El cuarteto entró en el restaurante cuando
acababan de abrir sus puertas y fueron los primeros en ocupar una de las mesas
bajo un techo abarrotado de botellas de vino, vacías y firmadas por sus
consumidores, que ofrecían un decorado muy original. Ariosto localizó unas
cuantas de las que había dado cuenta de ellas con sus amistades en otras
ocasiones. Aconsejados por el encargado, pidieron para picar bolitas de queso,
croquetas variadas, alcachofas, y judías con chipirones y setas. Estaba seguro
de que acertarían con todos los platos. Sabiendo que el amigo Gonzalo Padrón
había dejado en custodia en aquel local alguna que otra botellita de Tanajara, Ariosto
tiró de la complicidad del maestro de ceremonias para conseguir que le
descorcharan una. A veces, como aquella, abusaba de su influencia, aunque no se
sentía nada culpable por ello.
La señora Duguesclin pidió que fuera ella
la que invitara, a lo que Ariosto se opuso. Tras su insistencia, aparentó
rendirse, no sin hacer un gesto al encargado dando a entender quién iba a pagar
finalmente. Con la llegada de las bolitas de queso y de las croquetas, la
señora Duguesclin consideró que era el momento de entrar en materia.

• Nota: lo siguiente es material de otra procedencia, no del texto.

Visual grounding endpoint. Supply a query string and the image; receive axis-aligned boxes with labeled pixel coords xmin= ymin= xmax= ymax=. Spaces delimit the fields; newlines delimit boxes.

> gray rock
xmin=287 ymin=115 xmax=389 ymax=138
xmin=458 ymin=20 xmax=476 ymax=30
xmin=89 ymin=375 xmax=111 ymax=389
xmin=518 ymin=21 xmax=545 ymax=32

–Estimado Pedro –dijo, con cierta
zalamería–, es usted una de las personas que más conocen el pasado de la
ciudad, sobre todo en relación con los edificios religiosos que la pueblan.
Hernández no pudo evitar hincharse un poco
de orgullo. De vez en cuando, no le venía mal que le reconocieran sus méritos.
–Y son muchos, por cierto –respondió–. La
Laguna es una corona llena de joyas brillantes.
–¡Qué bien te ha quedado eso, Pedro!
–exclamó Adela, encantada.
–En el fondo –intervino Ariosto–. El amigo
Pedo es un poeta lleno de sensibilidad.
–De acuerdo –dijo Hernández, con un ademán
de rendición con la mano–. No lo volveré a hacer.
–Puedes ser todo lo cursi que quieras,
Pedro –advirtió Adela–. Estando Luis aquí, es difícil ganarle a eso.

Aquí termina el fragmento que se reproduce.